Dann setzte die Herrin sich rittlings auf ihren Sklaven.
„Mir sind ein paar Dinge an deinem Verhalten aufgefallen, Jonas. Ein paar Dinge, die ich einfach nicht billigen kann. Zum Beispiel dein aufdringliches Verhalten beim Versenden der Kurznachrichten, die du mir schreibst. Es geziemt sich auch für einen Sklaven nicht, Forderungen und Ansprüche zu stellen. Und vor allem: Du hast mich angelogen im Bezug auf dein Alter. Und wenn ich eines nicht leiden kann, dann sind es Lügner!“
Um die Bedeutung ihrer Worte zu unterstreichen, ließ sie das Filetiermesser seitlich über Jonas nackte Haut gleiten. Der kalte Stahl hinterließ eine Gänsehaut, die sich rasch über den gesamten Körper ausbreitete.
„Ich möchte dich testen, Jonas. Ich möchte sehen, ob du meiner würdig bist. Du wirst den Inhalt dieser Spritze hier trinken, hörst du? Alles auf einmal und ich dulde keinen Widerspruch. Es ist ja nicht so, als hättest du die Wahl.“
Die Lady stand auf und füllte den Inhalt der Spritze in das vor Jonas stehende Glas.
„Ich werde nun die Fesseln von deinen Händen lösen.
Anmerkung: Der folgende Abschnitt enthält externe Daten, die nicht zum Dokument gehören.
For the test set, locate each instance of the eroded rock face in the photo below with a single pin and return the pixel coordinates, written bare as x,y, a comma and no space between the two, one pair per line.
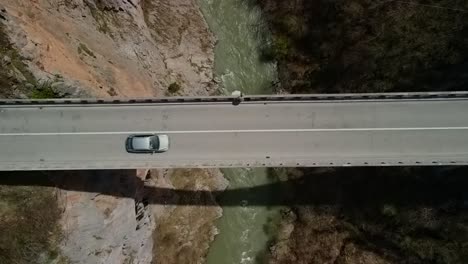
122,48
115,47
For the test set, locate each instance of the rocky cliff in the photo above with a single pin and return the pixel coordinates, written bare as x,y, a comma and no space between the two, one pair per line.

Ich möchte, dass du dein Glas nimmst und alles runter schluckst, in einem Zug.“
Mit einem schnellen Schnitt zerteilte die Lady die Fesseln mit dem Messer.
Jonas wirkte blass und unsicher. Betrachtete abwechselnd die Herrin und das Glas.
„Dahmer hat im Übrigen seine Opfer mit Schlafmitteln außer Gefecht gesetzt. Nur so als kleine Info.“
Die Lady lächelte.
Jonas wankte. Doch war ihm die Ausweglosigkeit seiner Situation bewusst. Er konnte nicht fliehen, er war ihr Gefangener. Sie würde ihn nicht gehen lassen, wenn sie es nicht wollte. Und so ergab er sich seinem Schicksal und fügte sich der Lady.
Entschlossen nahm er das Glas, schluckte den Inhalt in einem Zug hinunter. Verzog dann den Mund.
„Was war das?“
„Bloody Mary“ antwortete die Lady mit einem süffisanten Grinsen. Schnell befreite sie Jonas von den Fußfesseln und gab ihm einen Kuss auf die Stirn.